Suppose A, B, C have Rs. a, Rs. b, Rs. c respectively. If $a:b = 4:5$ , $b:c = 2:3$ and a = 800, Find the value of c.

Answer 1

Hint: In this question, we will just consider the first ratio and just put the value of a there to get the value of b.
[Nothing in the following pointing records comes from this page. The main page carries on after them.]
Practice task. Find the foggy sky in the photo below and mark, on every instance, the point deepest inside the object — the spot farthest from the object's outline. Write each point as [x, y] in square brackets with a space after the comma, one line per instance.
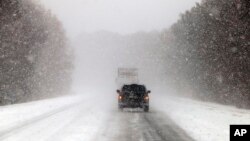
[121, 16]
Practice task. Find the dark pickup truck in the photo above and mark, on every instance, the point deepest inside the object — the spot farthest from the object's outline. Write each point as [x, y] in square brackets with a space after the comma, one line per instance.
[133, 96]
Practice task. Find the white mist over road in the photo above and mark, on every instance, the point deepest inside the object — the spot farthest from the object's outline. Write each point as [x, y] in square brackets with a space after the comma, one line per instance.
[120, 16]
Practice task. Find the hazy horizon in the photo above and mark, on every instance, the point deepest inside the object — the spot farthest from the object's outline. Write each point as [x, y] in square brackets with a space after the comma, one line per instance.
[123, 16]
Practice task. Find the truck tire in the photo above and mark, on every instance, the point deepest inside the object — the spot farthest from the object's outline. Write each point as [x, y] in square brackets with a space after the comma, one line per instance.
[146, 108]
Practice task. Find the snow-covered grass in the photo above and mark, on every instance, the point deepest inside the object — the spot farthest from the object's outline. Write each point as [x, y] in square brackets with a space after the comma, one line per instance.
[14, 115]
[202, 121]
[69, 118]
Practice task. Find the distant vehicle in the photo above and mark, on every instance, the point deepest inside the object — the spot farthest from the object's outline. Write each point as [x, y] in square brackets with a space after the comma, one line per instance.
[133, 96]
[127, 76]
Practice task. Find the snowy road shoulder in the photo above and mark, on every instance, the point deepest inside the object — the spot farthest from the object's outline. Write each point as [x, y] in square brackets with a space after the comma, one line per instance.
[202, 121]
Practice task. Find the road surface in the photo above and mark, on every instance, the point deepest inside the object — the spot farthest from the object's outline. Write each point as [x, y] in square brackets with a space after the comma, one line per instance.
[90, 121]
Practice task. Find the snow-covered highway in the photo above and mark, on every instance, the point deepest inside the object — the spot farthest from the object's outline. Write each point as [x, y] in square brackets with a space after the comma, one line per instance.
[95, 117]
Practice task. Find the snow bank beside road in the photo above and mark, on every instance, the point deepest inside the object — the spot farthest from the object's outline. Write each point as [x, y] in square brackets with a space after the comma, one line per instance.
[202, 121]
[14, 115]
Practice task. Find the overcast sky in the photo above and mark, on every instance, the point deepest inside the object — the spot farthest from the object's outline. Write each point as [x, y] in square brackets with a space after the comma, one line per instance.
[122, 16]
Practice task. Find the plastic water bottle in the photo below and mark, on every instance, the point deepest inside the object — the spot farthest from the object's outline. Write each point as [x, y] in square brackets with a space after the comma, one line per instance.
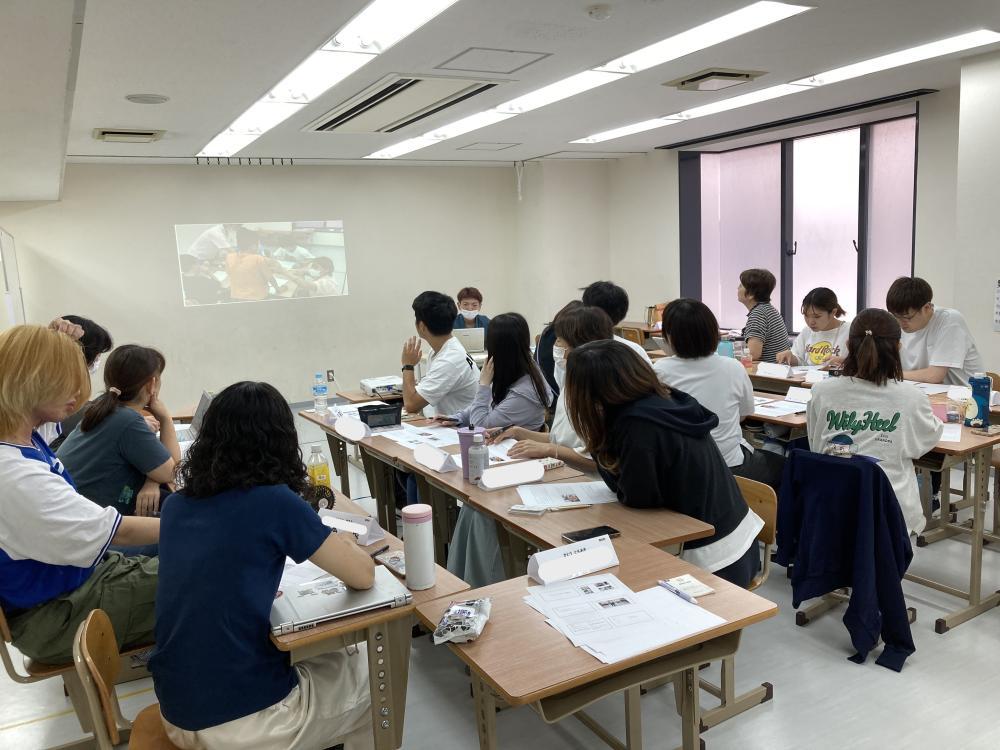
[318, 468]
[479, 458]
[320, 391]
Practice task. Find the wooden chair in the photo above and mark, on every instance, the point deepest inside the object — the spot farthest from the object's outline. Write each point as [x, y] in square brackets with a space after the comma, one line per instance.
[97, 663]
[764, 502]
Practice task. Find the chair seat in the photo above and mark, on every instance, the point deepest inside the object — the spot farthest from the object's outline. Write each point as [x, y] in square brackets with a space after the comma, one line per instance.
[148, 732]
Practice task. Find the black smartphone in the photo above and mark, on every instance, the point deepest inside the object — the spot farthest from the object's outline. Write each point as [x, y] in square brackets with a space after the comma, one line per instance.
[579, 536]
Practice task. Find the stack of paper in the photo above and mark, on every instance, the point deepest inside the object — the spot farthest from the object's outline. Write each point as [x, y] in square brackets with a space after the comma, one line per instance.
[611, 622]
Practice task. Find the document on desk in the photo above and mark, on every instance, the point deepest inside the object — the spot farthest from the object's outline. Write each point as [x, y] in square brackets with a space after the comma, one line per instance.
[611, 622]
[560, 493]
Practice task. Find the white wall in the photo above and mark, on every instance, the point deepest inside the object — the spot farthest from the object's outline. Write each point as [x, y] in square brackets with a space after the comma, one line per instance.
[107, 251]
[977, 260]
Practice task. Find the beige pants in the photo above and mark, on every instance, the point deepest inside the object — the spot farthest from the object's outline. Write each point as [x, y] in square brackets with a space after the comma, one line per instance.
[331, 705]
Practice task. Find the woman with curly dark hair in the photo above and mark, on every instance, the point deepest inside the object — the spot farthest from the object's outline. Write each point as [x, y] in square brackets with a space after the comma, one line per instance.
[223, 543]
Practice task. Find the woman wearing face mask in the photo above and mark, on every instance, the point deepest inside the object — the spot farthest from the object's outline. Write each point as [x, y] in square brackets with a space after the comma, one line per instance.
[574, 327]
[824, 342]
[470, 305]
[113, 456]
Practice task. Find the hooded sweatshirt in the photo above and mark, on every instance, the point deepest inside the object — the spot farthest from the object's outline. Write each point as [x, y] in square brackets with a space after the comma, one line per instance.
[668, 459]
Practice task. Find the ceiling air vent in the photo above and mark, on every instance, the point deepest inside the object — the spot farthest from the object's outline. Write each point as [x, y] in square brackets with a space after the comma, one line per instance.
[398, 101]
[126, 135]
[714, 79]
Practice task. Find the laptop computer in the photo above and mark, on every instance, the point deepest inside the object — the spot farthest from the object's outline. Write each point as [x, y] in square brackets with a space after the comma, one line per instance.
[189, 433]
[473, 339]
[300, 605]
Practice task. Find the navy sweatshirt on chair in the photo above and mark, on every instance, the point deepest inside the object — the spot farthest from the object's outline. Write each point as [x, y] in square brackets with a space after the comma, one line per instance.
[840, 524]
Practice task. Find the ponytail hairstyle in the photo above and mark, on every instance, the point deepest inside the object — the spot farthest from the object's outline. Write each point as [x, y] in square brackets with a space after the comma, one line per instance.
[126, 371]
[824, 300]
[873, 348]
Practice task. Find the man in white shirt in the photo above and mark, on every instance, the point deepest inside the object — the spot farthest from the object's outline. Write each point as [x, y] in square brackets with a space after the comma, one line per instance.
[452, 378]
[614, 301]
[937, 346]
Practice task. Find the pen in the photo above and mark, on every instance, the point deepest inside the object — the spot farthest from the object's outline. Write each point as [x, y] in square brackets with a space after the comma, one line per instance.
[674, 590]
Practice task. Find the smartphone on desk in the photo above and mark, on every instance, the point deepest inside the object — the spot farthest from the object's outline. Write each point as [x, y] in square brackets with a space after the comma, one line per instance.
[580, 535]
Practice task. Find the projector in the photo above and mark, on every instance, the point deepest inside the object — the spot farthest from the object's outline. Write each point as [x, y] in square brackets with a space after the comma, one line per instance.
[389, 385]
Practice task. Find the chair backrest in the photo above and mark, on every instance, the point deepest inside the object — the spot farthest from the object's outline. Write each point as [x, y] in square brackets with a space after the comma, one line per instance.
[762, 500]
[95, 651]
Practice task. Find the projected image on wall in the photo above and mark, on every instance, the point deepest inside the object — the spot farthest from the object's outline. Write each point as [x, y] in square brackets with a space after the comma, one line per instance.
[224, 263]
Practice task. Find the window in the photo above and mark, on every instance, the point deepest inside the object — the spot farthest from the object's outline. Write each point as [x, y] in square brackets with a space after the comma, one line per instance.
[833, 209]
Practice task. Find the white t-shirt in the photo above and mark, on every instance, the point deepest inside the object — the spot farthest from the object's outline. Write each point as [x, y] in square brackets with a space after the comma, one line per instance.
[893, 423]
[722, 386]
[944, 342]
[451, 381]
[816, 347]
[635, 347]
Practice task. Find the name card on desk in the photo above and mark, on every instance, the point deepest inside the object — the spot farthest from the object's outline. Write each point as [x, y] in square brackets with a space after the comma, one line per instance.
[365, 528]
[352, 429]
[434, 459]
[773, 370]
[511, 475]
[572, 560]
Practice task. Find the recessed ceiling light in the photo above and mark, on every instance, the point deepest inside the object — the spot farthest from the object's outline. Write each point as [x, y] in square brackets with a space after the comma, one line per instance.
[147, 98]
[381, 24]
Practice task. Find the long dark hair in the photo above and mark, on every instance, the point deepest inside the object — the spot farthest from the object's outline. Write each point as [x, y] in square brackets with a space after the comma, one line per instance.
[873, 347]
[508, 342]
[600, 376]
[127, 370]
[247, 439]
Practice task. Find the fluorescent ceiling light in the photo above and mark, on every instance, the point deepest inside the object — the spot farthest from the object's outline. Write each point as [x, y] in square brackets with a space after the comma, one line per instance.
[381, 24]
[903, 57]
[621, 132]
[554, 92]
[384, 22]
[716, 31]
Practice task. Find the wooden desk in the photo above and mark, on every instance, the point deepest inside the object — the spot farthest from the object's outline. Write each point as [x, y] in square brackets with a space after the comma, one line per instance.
[388, 633]
[525, 661]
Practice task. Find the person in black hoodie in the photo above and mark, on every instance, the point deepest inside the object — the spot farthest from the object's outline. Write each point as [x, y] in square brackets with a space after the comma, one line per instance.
[654, 448]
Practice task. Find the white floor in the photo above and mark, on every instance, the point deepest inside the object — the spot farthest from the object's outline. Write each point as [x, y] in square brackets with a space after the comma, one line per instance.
[945, 697]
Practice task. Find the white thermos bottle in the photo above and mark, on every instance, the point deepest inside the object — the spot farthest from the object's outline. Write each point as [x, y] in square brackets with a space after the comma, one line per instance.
[418, 546]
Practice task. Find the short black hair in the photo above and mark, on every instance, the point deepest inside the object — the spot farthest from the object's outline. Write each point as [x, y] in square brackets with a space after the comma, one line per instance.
[95, 340]
[436, 311]
[609, 297]
[692, 328]
[907, 294]
[759, 283]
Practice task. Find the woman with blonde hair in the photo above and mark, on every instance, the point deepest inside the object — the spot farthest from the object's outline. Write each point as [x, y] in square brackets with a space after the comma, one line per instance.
[54, 561]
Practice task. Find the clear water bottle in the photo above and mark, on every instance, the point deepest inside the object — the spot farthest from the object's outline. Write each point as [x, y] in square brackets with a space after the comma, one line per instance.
[320, 391]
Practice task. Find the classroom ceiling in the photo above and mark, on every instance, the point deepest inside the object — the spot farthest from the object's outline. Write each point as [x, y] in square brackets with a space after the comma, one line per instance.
[214, 59]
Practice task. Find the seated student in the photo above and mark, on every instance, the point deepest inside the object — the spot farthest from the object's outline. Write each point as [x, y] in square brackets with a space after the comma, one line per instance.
[470, 306]
[220, 681]
[54, 561]
[825, 340]
[653, 446]
[869, 410]
[765, 332]
[452, 378]
[95, 341]
[575, 325]
[113, 456]
[720, 384]
[614, 301]
[937, 344]
[511, 392]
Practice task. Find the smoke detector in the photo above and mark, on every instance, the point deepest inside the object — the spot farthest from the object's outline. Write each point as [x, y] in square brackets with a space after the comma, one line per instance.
[715, 79]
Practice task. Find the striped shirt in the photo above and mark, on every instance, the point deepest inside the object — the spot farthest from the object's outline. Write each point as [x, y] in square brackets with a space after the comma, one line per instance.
[764, 322]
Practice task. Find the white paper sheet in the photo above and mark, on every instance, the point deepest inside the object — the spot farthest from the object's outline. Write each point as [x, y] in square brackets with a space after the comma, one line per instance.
[559, 493]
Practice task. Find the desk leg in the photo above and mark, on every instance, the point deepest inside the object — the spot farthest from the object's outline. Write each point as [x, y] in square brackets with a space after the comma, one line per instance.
[388, 671]
[486, 713]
Then we will just take the second ratio given and just put the value of b there to get the required value of c.

Complete step-by-step answer:
It is given that, $a:b = 4:5$
$ \Rightarrow \dfrac{a}{b} = \dfrac{4}{5}$
Now the given value of a is 800, substitute that in the above equation.
$ \Rightarrow \dfrac{{800}}{b} = \dfrac{4}{5}$
On cross multiplying we get,
$ \Rightarrow 800 \times 5 = 4 \times b$
$ \Rightarrow 4000 = 4 \times b$
On dividing both sides by 4 we get,
$ \Rightarrow \dfrac{{4000}}{4} = b$
\[ \Rightarrow 1000 = b\] or \[b = 1000\]
So, the value of b is 1000
Now, it is also given that $b:c = 2:3$
$ \Rightarrow \dfrac{b}{c} = \dfrac{2}{3}$
Now we know the value of b is 1000, substitute that in the above equation.
$ \Rightarrow \dfrac{{1000}}{c} = \dfrac{2}{3}$
On cross multiplying we get,
$ \Rightarrow 1000 \times 3 = 2 \times c$
$ \Rightarrow 3000 = 2 \times c$
On dividing both sides by 2 we get,
$ \Rightarrow \dfrac{{3000}}{2} = c$
\[ \Rightarrow 1500 = c\] or \[c = 1500\]
Hence, the value of c is 1500
$\therefore $ c = Rs. 1500 is our required answer or C has Rs. 1500.


Note- In such types of questions, just simply consider the ratios and find the variables one by one using simple arithmetic techniques including cross multiplication, division to create the equations and simplifying them to get the answer.